Despite Bayer's view that Xofigo still fits into the advanced prostate cancer treatment landscape, the therapy's sales have been on a downward trajectory in recent years. In 2020, amid the COVID-19 pandemic, annual sales of Xofigo declined 13.5 percent year over year from €303 million ($338 million) to €262 million. Drug sales did not recover in 2021, dropping an additional half a percent to €261 million ($291 million). However, the company recently acquired two firms, Noria Therapeutics and subsidiary PSMA Therapeutics, to advance targeted radiopharmaceutical programs that would bolster its presence in this space and allow it to compete more aggressively with players like Novartis.
Several targeted radiopharmaceuticals in Bayer's pipeline are in early-phase trials and differ from Pluvicto in that they use different radioactive elements such as actinium and thorium-227 instead of lutetium. When they decay, these elements give off alpha, rather than beta, particles, Webb explained, which means they have a shorter wavelength and thus stay more localized inside the body.
Bayer is focusing on this distinction as an advantage and calling the development program its "targeted alpha therapy," or TαT, platform.
While any efficacy advantage of these therapies will have to be proven in clinical trials, logistically, alpha emitters may have an upper hand on beta emitters in that they're easier to handle, Webb said. With alpha emitters, patients don't have to be secluded from family members. Pluvicto's label, in contrast, cautions patients to limit contact with household members, children, and pregnant women and limit sexual activity.
Bayer is particularly optimistic about its targeted thorium-227 compounds (TTC), which it is developing for multiple tumor types, focusing on targets such as mesothelin and HER2, as well as PSMA in mCRPC.
Like Novartis did in the VISION trial, Webb expects to confirm that mCRPC patients have PSMA-positive lesions using a specific imaging agent in the registrational trials of its radiopharmaceuticals. "Knowing what we know today, the most likely scenario is that we will be using some form of PSMA PET imaging to define patient eligibility for our targeted alpha therapy," Webb said.

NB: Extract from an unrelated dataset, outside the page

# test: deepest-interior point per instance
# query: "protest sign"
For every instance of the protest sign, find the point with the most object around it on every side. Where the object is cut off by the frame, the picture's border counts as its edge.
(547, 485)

While it's not clear which imaging agent Bayer will use, the company will select one with patient accessibility in mind.
Despite the myriad considerations with these new treatments in terms of the companion imaging agents, cost, and access, patients and their oncologists, including UC Davis' Foster, are largely heralding the advent of targeted radionuclides for prostate cancer. "This is great for patients," Foster said. "The take-home message in the industry is that we are thrilled that this got approved, even with the imaging agents. … We can deal with that."
And ultimately, with more products and data, he hopes that nuclear medicine will stop being a last-ditch option for patients and move into earlier lines. "Having more of these agents like Lutathera, Xofigo, and now Pluvicto, we'll really start to push to our medical oncology partners to get patients on these agents sooner," he said. "And maybe these patients will never get to late-stage treatment because we can cure them. That's always the dream."